3) Skewed Data: Previous works [1] propose an optimization that targets stalling issues with skewed data but that cannot guarantee stable sorting. Stable sorting is however essential for most practical applications like databases. In the event of skewed data, the last proposed optimization can be omitted and sufficient logical FIFO depth provided, which will ensure that the design will not stall for any skewed data pattern.
III. EVALUATION AND CASE STUDY
We synthesized our sorters using Xilinx Vivado 18.1 with selected options AreaOptimized High and Performance Explore targeting a Xilinx VC709 board featuring a XC7VX690T-2 FPGA. Firstly we implement multiple configurations in out-of-context mode to evaluate utilization and stall rates while using a detailed DDR-3 memory model. We then carried out tests on real hardware for a case study targeting Graysort [5] on the Xilinx VC709 board.
A. Evaluation 1) Active rate:
To evaluate the proposed sorter we have ran detailed simulations of the sorter configured for 64-bit keys and multiple parameter values (e.g., K in Fig. 5 ). We used a random data generator with uniform distribution. Independent of the utility parameters of the sorter, we observe active rates higher than 99% when K > 5 (see K in Fig. 5 ) and 100% when K = N . We observe that for different configurations, the design needs a constant 16 K-33 K clock cycles to initialize. This time is independent of the problem size and is a negligible overhead when merging eventually terabytes of data per run.

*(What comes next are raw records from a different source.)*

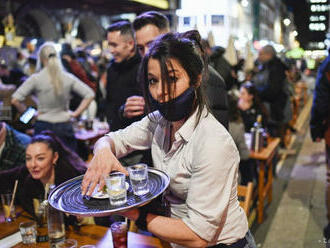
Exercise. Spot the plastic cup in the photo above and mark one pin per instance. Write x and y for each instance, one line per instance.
(138, 175)
(28, 232)
(116, 188)
(119, 234)
(9, 212)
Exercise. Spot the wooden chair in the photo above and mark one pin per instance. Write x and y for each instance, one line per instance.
(245, 192)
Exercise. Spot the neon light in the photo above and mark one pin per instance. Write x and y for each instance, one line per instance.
(162, 4)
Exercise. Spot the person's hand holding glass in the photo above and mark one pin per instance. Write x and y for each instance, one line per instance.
(103, 162)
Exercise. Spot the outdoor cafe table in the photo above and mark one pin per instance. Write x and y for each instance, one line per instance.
(89, 234)
(264, 159)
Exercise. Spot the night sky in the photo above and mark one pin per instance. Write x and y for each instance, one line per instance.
(300, 9)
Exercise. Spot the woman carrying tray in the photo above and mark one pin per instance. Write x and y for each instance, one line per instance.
(187, 143)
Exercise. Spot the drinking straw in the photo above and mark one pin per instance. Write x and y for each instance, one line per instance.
(46, 191)
(13, 196)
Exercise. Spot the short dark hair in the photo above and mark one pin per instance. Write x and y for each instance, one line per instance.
(124, 27)
(171, 46)
(151, 17)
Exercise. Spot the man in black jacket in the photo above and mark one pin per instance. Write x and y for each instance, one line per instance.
(122, 77)
(270, 82)
(151, 24)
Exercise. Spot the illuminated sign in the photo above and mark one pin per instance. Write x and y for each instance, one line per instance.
(162, 4)
(315, 18)
(317, 26)
(318, 1)
(320, 7)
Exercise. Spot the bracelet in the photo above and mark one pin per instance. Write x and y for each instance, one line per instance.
(141, 221)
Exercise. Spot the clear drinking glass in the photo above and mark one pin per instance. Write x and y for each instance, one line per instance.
(56, 228)
(138, 175)
(28, 232)
(40, 207)
(119, 234)
(68, 243)
(9, 212)
(116, 188)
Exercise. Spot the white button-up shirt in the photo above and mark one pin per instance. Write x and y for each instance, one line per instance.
(202, 165)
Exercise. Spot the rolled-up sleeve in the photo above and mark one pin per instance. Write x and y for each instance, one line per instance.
(137, 136)
(25, 89)
(81, 88)
(215, 164)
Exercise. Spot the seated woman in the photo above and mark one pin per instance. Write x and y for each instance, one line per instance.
(187, 143)
(250, 106)
(48, 162)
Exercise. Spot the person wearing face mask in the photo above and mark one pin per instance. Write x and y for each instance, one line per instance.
(187, 143)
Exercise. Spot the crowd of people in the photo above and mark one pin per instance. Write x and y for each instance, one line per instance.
(171, 101)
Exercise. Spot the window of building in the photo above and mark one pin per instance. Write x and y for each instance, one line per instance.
(217, 20)
(186, 20)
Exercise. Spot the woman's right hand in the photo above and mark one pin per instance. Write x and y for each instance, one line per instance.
(103, 162)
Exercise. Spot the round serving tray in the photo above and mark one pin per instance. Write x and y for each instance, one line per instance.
(67, 196)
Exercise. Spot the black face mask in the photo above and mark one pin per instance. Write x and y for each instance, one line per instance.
(177, 108)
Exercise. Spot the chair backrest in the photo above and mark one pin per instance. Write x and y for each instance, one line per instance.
(245, 192)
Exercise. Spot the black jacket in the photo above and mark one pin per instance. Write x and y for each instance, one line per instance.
(271, 85)
(320, 116)
(121, 84)
(216, 95)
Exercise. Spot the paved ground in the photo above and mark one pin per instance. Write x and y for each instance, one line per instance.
(296, 216)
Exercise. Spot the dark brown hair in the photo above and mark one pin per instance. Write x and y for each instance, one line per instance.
(164, 48)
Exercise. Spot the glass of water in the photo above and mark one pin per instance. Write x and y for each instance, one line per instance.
(116, 188)
(28, 232)
(138, 175)
(8, 208)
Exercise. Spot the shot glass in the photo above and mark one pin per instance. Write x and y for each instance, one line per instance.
(119, 234)
(116, 188)
(9, 212)
(138, 175)
(28, 232)
(68, 243)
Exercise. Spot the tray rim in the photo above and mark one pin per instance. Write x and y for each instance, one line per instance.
(102, 213)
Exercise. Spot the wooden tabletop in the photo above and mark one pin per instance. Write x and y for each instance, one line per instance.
(89, 234)
(265, 152)
(90, 135)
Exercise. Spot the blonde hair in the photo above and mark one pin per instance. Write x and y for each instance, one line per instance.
(54, 66)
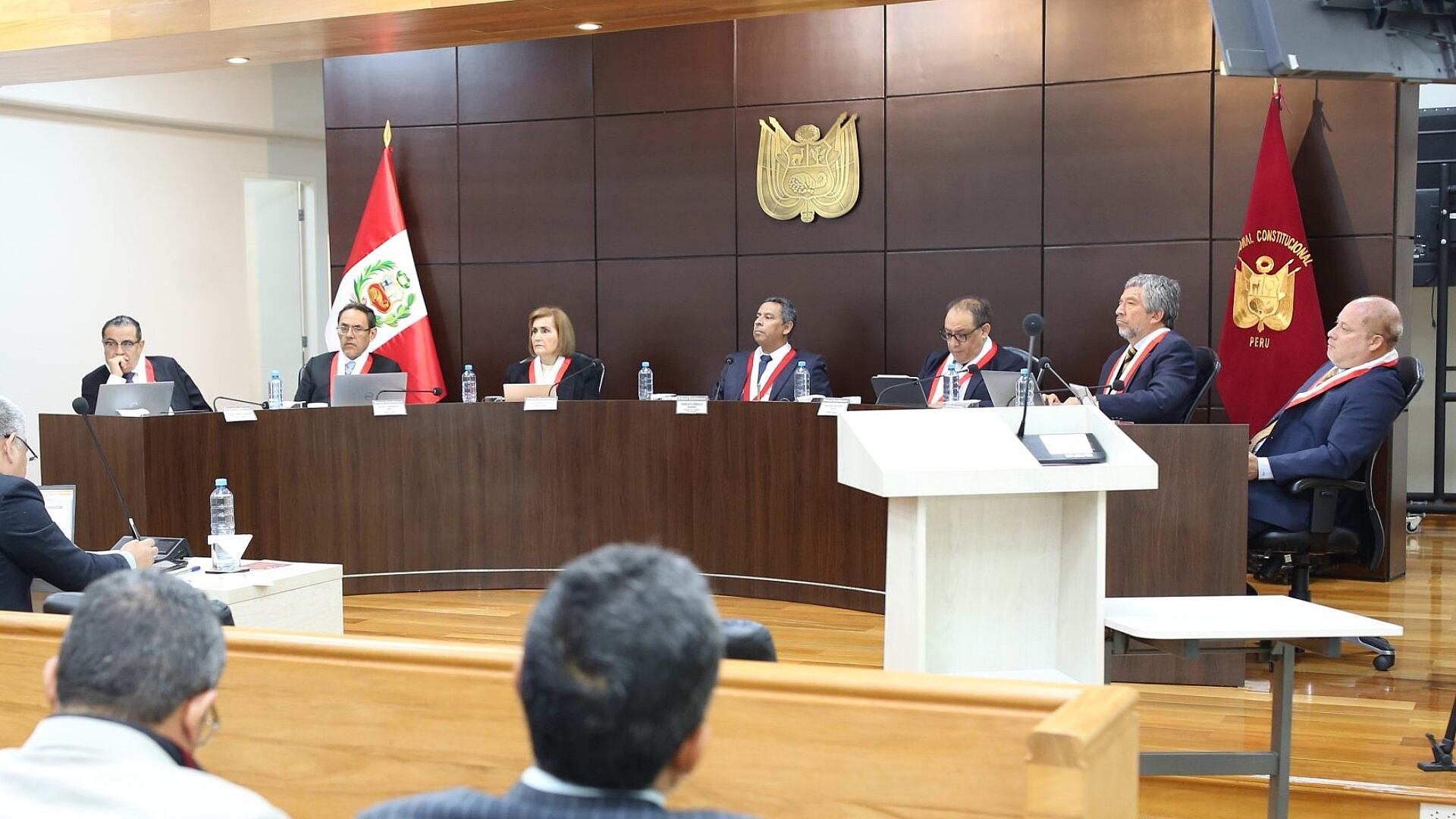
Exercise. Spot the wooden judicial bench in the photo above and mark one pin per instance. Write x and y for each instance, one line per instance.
(325, 726)
(487, 496)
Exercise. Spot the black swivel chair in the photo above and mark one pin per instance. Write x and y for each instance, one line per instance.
(1345, 526)
(1209, 368)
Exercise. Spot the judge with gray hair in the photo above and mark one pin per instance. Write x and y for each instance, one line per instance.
(134, 692)
(31, 544)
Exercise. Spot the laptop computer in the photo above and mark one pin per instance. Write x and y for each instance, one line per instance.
(360, 391)
(155, 398)
(60, 503)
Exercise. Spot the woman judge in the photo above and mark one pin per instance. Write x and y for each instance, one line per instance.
(555, 360)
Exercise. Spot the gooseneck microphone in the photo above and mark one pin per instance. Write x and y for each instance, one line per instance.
(83, 410)
(596, 365)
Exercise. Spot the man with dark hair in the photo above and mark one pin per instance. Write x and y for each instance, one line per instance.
(766, 373)
(121, 344)
(357, 330)
(134, 689)
(1153, 379)
(620, 662)
(31, 544)
(968, 350)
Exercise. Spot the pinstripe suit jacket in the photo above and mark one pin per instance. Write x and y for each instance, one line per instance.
(525, 803)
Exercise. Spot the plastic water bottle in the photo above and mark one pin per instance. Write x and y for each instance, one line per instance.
(274, 391)
(468, 385)
(645, 382)
(1025, 388)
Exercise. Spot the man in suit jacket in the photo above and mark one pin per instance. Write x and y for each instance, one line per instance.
(1335, 422)
(31, 544)
(121, 344)
(766, 373)
(619, 665)
(357, 330)
(133, 691)
(967, 335)
(1152, 381)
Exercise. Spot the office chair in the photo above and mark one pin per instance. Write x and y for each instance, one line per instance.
(1345, 526)
(66, 602)
(748, 640)
(1209, 368)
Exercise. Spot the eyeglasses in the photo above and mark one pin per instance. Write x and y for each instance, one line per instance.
(33, 457)
(962, 337)
(210, 726)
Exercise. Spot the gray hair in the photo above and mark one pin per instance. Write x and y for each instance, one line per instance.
(12, 422)
(139, 646)
(786, 311)
(1159, 293)
(123, 321)
(620, 662)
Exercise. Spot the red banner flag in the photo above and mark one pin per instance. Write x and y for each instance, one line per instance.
(1273, 333)
(381, 273)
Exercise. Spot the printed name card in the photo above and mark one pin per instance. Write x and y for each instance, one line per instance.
(235, 414)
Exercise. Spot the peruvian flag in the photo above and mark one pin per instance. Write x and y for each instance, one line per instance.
(381, 273)
(1273, 333)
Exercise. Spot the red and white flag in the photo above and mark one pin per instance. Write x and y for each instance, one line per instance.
(381, 273)
(1273, 333)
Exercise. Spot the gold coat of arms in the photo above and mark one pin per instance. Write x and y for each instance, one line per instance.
(805, 175)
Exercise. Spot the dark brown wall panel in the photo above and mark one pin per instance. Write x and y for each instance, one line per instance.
(441, 287)
(918, 286)
(1346, 165)
(666, 69)
(1239, 108)
(528, 191)
(535, 79)
(497, 297)
(677, 314)
(965, 169)
(807, 57)
(1082, 289)
(962, 44)
(666, 184)
(410, 88)
(1128, 161)
(842, 309)
(427, 171)
(861, 229)
(1128, 38)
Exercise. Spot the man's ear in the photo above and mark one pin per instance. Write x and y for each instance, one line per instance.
(49, 681)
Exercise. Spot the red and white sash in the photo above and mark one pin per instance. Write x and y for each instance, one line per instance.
(538, 371)
(767, 385)
(369, 362)
(1153, 340)
(938, 385)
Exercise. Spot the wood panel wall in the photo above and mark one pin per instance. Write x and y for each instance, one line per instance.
(1034, 152)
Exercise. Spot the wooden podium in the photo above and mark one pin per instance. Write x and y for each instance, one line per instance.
(995, 564)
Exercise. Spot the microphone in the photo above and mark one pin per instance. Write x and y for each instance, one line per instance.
(723, 373)
(178, 547)
(1031, 325)
(593, 366)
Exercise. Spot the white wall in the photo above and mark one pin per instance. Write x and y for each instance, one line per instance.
(126, 196)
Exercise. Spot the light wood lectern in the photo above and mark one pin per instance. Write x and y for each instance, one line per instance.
(995, 564)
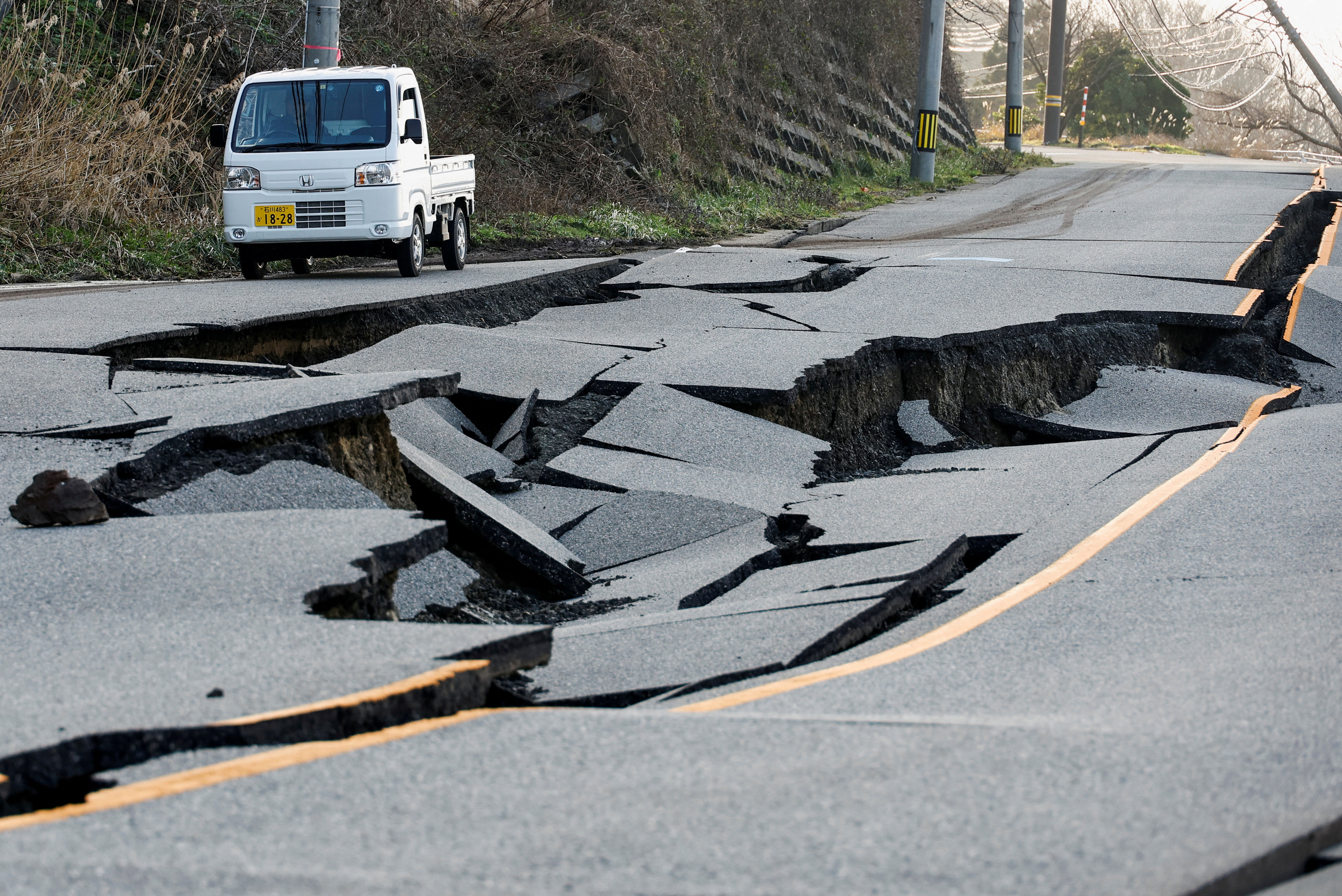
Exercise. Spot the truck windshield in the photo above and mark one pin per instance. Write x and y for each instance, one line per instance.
(297, 116)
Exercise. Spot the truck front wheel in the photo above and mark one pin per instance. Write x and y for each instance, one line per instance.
(410, 253)
(253, 267)
(458, 234)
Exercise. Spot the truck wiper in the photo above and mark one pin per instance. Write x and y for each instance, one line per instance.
(272, 148)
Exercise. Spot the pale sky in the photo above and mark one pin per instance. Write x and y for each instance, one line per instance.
(1320, 22)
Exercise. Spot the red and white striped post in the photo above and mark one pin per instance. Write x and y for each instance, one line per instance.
(1081, 131)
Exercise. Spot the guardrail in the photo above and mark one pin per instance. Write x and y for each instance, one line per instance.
(1305, 156)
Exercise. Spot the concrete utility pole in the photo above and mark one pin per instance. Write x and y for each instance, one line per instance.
(1015, 74)
(321, 41)
(1057, 69)
(1309, 57)
(1081, 125)
(923, 161)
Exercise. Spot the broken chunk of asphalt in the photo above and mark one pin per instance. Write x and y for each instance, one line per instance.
(453, 415)
(1136, 402)
(643, 324)
(733, 271)
(639, 524)
(109, 661)
(131, 382)
(219, 368)
(429, 431)
(504, 529)
(333, 422)
(920, 427)
(498, 364)
(280, 485)
(735, 367)
(438, 580)
(631, 471)
(1317, 325)
(54, 498)
(300, 321)
(669, 423)
(511, 440)
(627, 661)
(689, 576)
(894, 564)
(22, 458)
(46, 391)
(554, 508)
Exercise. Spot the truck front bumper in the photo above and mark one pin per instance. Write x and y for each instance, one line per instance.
(372, 214)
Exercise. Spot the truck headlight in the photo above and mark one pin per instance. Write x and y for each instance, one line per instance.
(241, 178)
(376, 175)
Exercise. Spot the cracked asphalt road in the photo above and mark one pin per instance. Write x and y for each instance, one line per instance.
(995, 662)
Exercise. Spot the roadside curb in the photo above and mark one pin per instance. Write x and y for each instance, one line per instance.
(778, 239)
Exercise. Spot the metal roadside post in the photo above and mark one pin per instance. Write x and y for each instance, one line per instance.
(321, 39)
(1081, 127)
(1057, 62)
(923, 161)
(1015, 76)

2) Throughput, Utility and scalability: As the proposed design implements a single rate merge sorter, the achieved throughput is lower compared to previously proposed multirate sorters [1] [2] [3] , but as explained in Section I, this is not necessary a drawback as those sorters can only sort a rather limited number of sequences (up to 32 sequences in [1] [2] [3] ), which in turn means multiple more runs to sort the same problem size. If we compare our solution with the previous best high utility merge sorter [4] as summarized in Table I , we see that the proposed optimizations in our sorter lead to a significantly higher throughput and ability to achieve higher utility. Both sorters are single rate, but our proposed sorter achieves higher operating frequencies/throughput and also scales much better, which enables our design to achieve higher operating frequency when e = 16384 compared to the previous best at only e = 512 as shown on Table I . Again for external sorting, utility is commonly the key and not the throughput, but even the slowest sorter configuration with 16 K channels will likely saturate a fast NVMe SSD (please note that for external sorting we need read and write simultaneously). Ultimately a large utility high throughput sorter can be implemented by running multiple instances of the high utility merge sorter in parallel and combining their resulting streams with a high-throughput design like in [3] . Instantiating K times the proposed e-way design, buffering their output in deep FIFOs to overcome skewed data and putting that into the input side of an K-way multirate merge sorter will result into a (K ×e)-way merge sorter that produces up to K output elements per clock cycle. The aim of the researched case study was to provide high utility merge sorting that can execute sorting from DDR memory and store the resulting sequence in another DDR memory. Although utilization of the proposed sorter is rather small, incorporating it into a full system requires substantial amounts of on-chip memory to buffer large SDRAM burst sizes. This is needed as reading from a large number of input sequences is eventually fully random. The first access to a random memory location results in high latency penalty, while consecutive sequential accesses are cheap. This means current technology DDR memory actually performs poor on random accesses. For achieving high effective speeds, the burst sizes have to be of significant size.
Our target hardware consists of two DDR3 modules that operate at 64-bit data width whilst running at 800MHz, thus providing a theoretical maximal throughput of 12.8GB/s per module. A Xilinx MIG core provides a 512 bit interface running at 200MHz. We therefore decided to pack 7x800-bit records into 11x512-bits memory bursts calling this a record block. We generate test data by using a 64-bit time-dependant self-seeded LFSR to fill one of the DDR modules. We used 80 bits of the data payload for a hash value of the rest of the record, thus we verify on the fly at the output side of the sorter that records are intact and in correct order.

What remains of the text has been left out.